While Chicago is experiencing an unprecedented rise in COVID-19 cases, Mayor Lori Lightfoot announced Tuesday that she has been tested positive for the virus, which has given her infection as “an urgent reminder for people to get vaccinated and boosted.”
Lightfoot, whose tumultuous first period has been defined by her pandemic reaction, said in a statement that she tested positive earlier Tuesday.
“I experience cold-like symptoms, but otherwise I’m fine, which I thank for being vaccinated and boosted,” she said in a written statement.
“I will continue to work from home while following the CDC’s guidelines for isolation. This is an urgent reminder to people to get vaccinated and boosted as it is the only way to fight this pandemic,” she said.
Lightfoot, 59, last appeared in public for a news conference Monday night, announcing an agreement to return Chicago Public Schools students to classrooms.
The mayor sounded a little hoarse as he spoke without a mask during the 18-minute City Hall conference, which was also attended by CPS CEO Pedro Martinez and Chicago Public Health Commissioner Dr. Allison Arwady.
Arwady held another press conference Tuesday afternoon, which ended less than an hour before Lightfoot announced she had tested positive. A spokesman said Tuesday night that Arwady “feels fine and continues to take precautions such as masking and social distancing.”
“She will continue to monitor for any symptoms and follow the public health guidelines. The COVID-19 vaccines provide great protection against serious outcomes and she hopes people will use this news to be vaccinated and boosted,” said spokesman Andy Buchanan .
CPS officials did not immediately return messages to comment on whether Martinez was having problems or was planning to be tested.
The mayor’s office declined to say exactly when Lightfoot began feeling symptoms, how many people she had been in contact with, or whether other employees will take additional precautions.
Lightfoot’s communications director noted that the office follows the CDC guidelines for fully vaccinated and boosted people who are not required to stay home after close contact unless they develop symptoms. However, they are encouraged to be tested in five days, keep an eye on symptoms for at least 10 days, and wear a well-fitting mask when near others.
Lightfoot will now work from home for at least five days after a stalemate with the Chicago Teachers Union, where she refused to move on to a shift to distance learning, as COVID-19 cases and hospitalizations are at an all-time high throughout the city.
While the union had been pushing for a break in personal learning amid the recent rise in coronavirus until January 18, the Lightfoot administration has maintained that personal learning is essential for students who have already lost months of teaching time during the pandemic.
“I hope we get a stable, uneventful rest of the school year,” Lightfoot said Monday night.
Her COVID diagnosis is the latest twist in the city’s COVID-19 saga, which gripped Chicago about 10 months after Lightfoot took office. She has faced public setbacks from both ends of the political spectrum over the past 20 months, aiming for a balance between public health and economic well-being.
Critics have criticized her for being too cautious in some cases – such as when she kept limits on bar and restaurant services last year, and recently when she imposed a vaccine mandate. Others have turned on her for not being careful enough, including CTU leaders and those who questioned her judgment in giving the green light for Lollapalooza to return over the summer.
Now Lightfoot is among nearly a quarter of a million residents of Illinois who have tested positive for the virus over the past week, including an increasing number of elected officials. U.S. Representatives Bobby Rush and Sean Casten have both been tested positive, as has Lieutenant Governor Juliana Stratton.
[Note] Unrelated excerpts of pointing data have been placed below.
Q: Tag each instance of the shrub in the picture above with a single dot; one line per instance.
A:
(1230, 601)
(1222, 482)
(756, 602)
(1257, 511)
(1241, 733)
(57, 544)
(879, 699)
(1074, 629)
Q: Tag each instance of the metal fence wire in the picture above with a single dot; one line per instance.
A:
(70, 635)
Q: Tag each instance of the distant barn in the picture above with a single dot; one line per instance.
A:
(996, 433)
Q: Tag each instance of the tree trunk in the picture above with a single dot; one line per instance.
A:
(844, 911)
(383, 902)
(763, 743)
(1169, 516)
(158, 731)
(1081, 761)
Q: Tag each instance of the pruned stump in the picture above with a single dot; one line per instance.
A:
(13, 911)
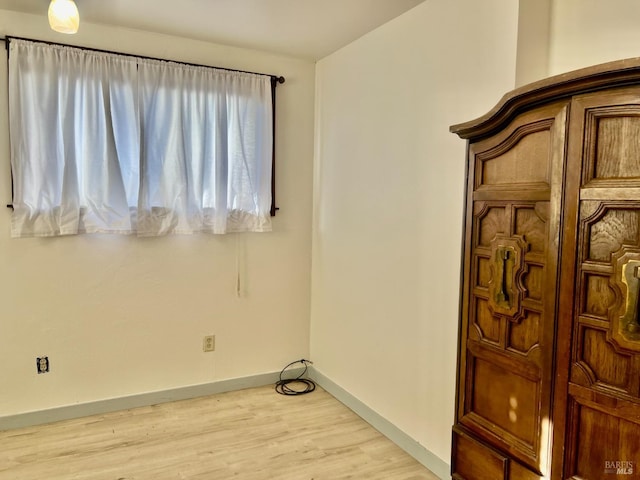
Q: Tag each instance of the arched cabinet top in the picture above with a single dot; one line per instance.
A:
(607, 75)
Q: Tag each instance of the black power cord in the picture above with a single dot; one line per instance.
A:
(284, 385)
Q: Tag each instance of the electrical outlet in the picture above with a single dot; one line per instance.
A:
(42, 364)
(209, 343)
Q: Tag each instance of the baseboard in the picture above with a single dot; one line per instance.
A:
(388, 429)
(41, 417)
(384, 426)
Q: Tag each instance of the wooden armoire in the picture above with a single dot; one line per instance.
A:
(549, 350)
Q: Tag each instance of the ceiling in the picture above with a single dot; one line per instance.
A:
(310, 29)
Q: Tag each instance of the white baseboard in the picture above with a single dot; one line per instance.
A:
(393, 433)
(384, 426)
(41, 417)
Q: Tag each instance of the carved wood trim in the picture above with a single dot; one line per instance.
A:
(608, 75)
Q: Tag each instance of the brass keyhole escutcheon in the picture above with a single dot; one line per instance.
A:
(631, 277)
(505, 257)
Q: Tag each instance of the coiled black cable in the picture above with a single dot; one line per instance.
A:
(284, 385)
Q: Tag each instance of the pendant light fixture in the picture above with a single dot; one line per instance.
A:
(64, 16)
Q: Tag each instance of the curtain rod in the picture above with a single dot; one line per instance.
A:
(275, 79)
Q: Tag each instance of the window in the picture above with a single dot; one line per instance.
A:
(110, 143)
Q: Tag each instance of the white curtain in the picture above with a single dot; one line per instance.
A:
(109, 143)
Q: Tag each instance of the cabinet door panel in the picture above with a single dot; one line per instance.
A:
(604, 377)
(511, 257)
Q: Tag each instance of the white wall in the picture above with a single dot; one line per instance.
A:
(388, 201)
(534, 32)
(589, 32)
(119, 315)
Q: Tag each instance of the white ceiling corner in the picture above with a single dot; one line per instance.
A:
(310, 29)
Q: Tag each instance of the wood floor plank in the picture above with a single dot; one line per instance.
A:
(252, 434)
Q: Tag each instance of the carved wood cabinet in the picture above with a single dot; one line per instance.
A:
(549, 352)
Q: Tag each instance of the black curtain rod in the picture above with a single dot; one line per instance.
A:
(274, 78)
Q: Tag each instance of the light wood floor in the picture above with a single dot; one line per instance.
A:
(252, 434)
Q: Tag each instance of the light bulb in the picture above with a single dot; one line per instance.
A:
(64, 16)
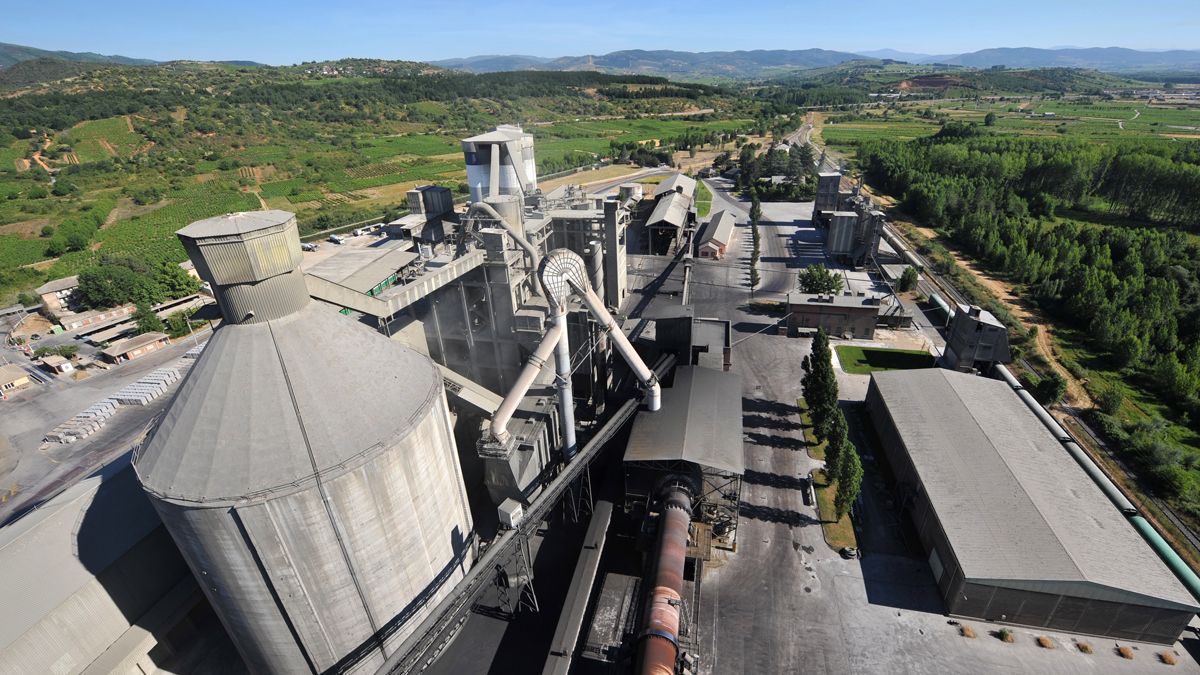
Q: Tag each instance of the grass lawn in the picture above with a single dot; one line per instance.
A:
(838, 533)
(863, 360)
(703, 199)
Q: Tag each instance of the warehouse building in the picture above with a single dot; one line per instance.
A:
(135, 347)
(12, 377)
(57, 294)
(847, 315)
(718, 236)
(1013, 527)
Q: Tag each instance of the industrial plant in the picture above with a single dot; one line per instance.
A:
(514, 435)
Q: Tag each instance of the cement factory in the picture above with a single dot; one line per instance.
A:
(519, 436)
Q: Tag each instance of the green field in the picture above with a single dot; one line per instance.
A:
(1101, 121)
(89, 139)
(864, 360)
(855, 132)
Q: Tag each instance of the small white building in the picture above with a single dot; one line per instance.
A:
(718, 237)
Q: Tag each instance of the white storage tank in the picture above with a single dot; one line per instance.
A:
(306, 467)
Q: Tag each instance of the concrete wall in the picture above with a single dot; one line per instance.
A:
(312, 580)
(859, 322)
(990, 599)
(79, 573)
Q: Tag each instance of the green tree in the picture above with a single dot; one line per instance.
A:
(1110, 400)
(837, 444)
(112, 285)
(850, 481)
(1050, 388)
(148, 321)
(816, 279)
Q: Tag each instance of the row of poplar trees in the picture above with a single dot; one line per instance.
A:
(843, 464)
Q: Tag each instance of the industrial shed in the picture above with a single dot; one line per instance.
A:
(718, 236)
(696, 435)
(677, 183)
(1013, 527)
(369, 270)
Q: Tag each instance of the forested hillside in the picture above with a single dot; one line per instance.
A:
(1103, 238)
(111, 162)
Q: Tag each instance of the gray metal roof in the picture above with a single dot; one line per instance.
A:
(58, 285)
(671, 209)
(262, 394)
(502, 133)
(678, 180)
(363, 269)
(10, 372)
(700, 422)
(131, 344)
(984, 316)
(719, 230)
(839, 300)
(235, 223)
(1015, 507)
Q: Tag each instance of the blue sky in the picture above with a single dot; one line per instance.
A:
(286, 33)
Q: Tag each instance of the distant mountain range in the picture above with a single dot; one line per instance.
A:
(11, 54)
(757, 64)
(42, 65)
(741, 65)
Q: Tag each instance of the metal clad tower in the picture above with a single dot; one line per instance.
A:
(306, 469)
(501, 162)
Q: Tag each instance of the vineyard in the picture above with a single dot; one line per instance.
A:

Sends my best wishes for full and speedy recovery to @chicagosmayor.
I urge all Illinois residents to follow in the mayor’s footsteps and be vaccinated, boosted and tested – that’s how we end this pandemic. https://t.co/ne9b0CObTL
– Governor JB Pritzker (@GovPritzker) January 11, 2022
Governor JB Pritzker worked externally for most of last week after close contact with a COVID-19-positive government employee, but the governor himself has not reported having tested positive.
On Tuesday afternoon, Pritzker tweeted his “best wishes for a full and speedy recovery” to Lightfoot.
Officials have urged residents to be vaccinated and boosted as the highly transmissible Omicron variant causes more breakthrough cases. The vaccines have still proven to be very effective in preventing serious cases that require hospitalization.
Take good care of yourself, Mayor! May you recover quickly and completely.